We’re going away for a long weekend of camping up north. Sounds nice, and yes, it will be fun. But in some ways I would just as soon stay home.

For one thing, there’s the gas price situation. It is hard to believe that 10 years ago when we moved into our current house a gallon of gas could be had for less than a dollar. At four bucks a gallon, even in our four-cylinder car with good mileage, that starts to make you think twice about driving more than necessary.

I also am nervously looking at the skies. All the rain we’ve been having is great for our lawns and the lake levels. But when you’re on vacation in the “nylon condo” (that means tent for you rich, fifth wheel-haulin’, home-on-wheels “campers”), rain in the sort of frequency and quantity we’ve had lately is not exactly conducive to relaxation.

The there’s the whole hassle of it all. I know the point of vacation is to “vacate” your normal circumstances, surroundings and routines. It’s good to get away, completely away in new surroundings and not be tempted to do any work or projects around the house. But all the planning, packing, unpacking...it seems like just a different kind of work and not a break.

Lots of people are talking about the idea of a ‘stay-cation’—taking off work but just staying home—because of the gas prices. But the more I think about the concept, the more it seems like a good idea. That’s especially true for those of us who live in the Tri-Cities.

It always amuses my wife and me when we return home from a vacation up north. As we return to the Tri-Cities from our vacation destination, with car packed to the gills with camping gear and kayaks and bikes strapped to the roof and trunk, people no doubt assume we’re arriving in Grand Haven to begin a vacation, not returning home from one. After we unpack, we ask each other what we want to do now that we’re home from a summer trip. Often we go to the beach—which is the same thing we had been doing on vacation.

Just this past weekend we went for a walk on the beach and noticed a large number of out-of-state license plates. People were here from Wisconsin, Illinois, Ohio, Indiana, New York, Georgia and elsewhere. It kind of makes us feel good to realize that we live here. It kind of makes us feel ashamed that we don’t appreciate it, savor it, enjoy it more often.

There are times that we look at the waterfront homes and the downtown condos sprouting all over and shake our heads. Many of these are second homes for families from other cities. These residences have twice the square footage and several times the asking price than our permanent home. If you let it, a feeling of jealousy can well up within. But then I think that these poor (poor being a relative term) saps have to go back to Chicago, or Detroit, or wherever they spend the majority of their year. They “vacate” their vacation home. We get to stay in this vacation destination.

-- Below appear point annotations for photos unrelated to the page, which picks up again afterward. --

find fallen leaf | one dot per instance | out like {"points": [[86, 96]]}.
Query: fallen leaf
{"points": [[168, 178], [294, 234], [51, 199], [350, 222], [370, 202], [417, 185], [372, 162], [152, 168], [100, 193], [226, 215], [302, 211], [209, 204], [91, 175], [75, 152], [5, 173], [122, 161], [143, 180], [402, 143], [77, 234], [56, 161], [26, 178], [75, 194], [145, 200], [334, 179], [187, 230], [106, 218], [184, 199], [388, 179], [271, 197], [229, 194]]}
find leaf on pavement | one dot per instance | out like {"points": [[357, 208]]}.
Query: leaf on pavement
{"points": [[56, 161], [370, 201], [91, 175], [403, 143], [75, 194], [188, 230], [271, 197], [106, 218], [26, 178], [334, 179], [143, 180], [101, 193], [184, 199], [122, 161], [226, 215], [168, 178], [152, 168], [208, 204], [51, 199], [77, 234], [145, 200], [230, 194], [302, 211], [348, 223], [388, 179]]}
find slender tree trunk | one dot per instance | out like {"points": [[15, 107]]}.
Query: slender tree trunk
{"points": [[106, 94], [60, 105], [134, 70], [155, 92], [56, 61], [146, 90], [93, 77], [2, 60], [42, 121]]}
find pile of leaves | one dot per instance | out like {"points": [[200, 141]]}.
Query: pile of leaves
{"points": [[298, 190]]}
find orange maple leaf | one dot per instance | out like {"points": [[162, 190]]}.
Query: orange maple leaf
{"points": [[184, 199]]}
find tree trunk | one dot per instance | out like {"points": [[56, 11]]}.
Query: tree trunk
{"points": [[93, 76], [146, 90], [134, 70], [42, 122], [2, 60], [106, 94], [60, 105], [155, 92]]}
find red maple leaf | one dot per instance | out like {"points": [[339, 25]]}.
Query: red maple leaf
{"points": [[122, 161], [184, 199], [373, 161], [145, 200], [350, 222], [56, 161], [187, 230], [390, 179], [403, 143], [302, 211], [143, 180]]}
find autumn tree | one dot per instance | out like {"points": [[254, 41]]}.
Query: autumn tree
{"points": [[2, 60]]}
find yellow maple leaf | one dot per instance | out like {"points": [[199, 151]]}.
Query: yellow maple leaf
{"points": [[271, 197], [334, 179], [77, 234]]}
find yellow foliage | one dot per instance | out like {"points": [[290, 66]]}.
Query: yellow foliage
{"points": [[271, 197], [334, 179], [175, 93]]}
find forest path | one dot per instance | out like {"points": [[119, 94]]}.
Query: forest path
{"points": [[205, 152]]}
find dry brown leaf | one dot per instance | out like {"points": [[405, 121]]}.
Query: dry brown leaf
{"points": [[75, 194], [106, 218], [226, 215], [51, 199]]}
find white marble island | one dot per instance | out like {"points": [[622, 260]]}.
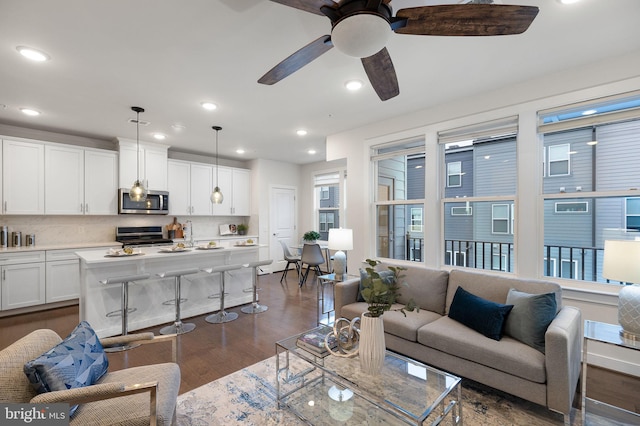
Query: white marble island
{"points": [[147, 296]]}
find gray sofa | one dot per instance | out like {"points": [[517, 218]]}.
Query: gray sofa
{"points": [[430, 336]]}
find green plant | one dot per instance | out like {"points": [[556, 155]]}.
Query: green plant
{"points": [[381, 293], [311, 236]]}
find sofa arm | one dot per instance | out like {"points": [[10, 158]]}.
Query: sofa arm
{"points": [[563, 343], [346, 292]]}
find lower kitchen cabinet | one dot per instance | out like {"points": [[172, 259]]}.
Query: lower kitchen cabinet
{"points": [[23, 285]]}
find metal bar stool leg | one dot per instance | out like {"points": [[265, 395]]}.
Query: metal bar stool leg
{"points": [[255, 308], [222, 316], [178, 327], [124, 307]]}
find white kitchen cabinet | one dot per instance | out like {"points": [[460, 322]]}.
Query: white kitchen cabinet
{"points": [[152, 163], [22, 277], [80, 181], [62, 276], [189, 188], [22, 177], [235, 185]]}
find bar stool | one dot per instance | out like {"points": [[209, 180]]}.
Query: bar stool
{"points": [[124, 307], [255, 308], [221, 316], [178, 327]]}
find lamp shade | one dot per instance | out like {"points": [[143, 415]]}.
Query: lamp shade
{"points": [[622, 263], [340, 239]]}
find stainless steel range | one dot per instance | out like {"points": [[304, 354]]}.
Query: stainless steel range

Which brings up an interesting point about vacations. The word stems from Old English or Latin or French and means essentially to “be unoccupied.” That implies leaving your home, but not necessarily. A vacation can also mean that a person, not their home, is unoccupied. In other words, take a break from work, don’t occupy your hands or head with stressful actions or thoughts. You can achieve that state of being unoccupied even as you occupy your home. It may take some discipline to not answer the phone, check email, or wander into the home office.

Another meaning of vacation, according to some dictionaries, is to spend time with family and friends. You don’t need to leave home for this either. In fact, given my brutal schedule during much of the year, it is nice to be at home and actually spend quality time with my wife. Being delightfully unoccupied, we can linger over meals on the deck or enjoy a drink on the moonlit patio without the constant weight of work cutting short such moments. Yes, a stay-cation means I can stand still, and even force time to do the same for a while.

So, I’m looking forward to an extended stay-cation after returning home from the planned weekend vacation. I’ll leave my “second home” rolled up in the garage, and take my bike down to the state park. I’ll read good books to keep my mind unoccupied with work-related thoughts. I’ll have long walks and casual, uninterrupted conversations with my wife. I’ll be free of planning and packing. I’ll use little if any gas. I won’t have gone anywhere, but I will have arrived in a good place.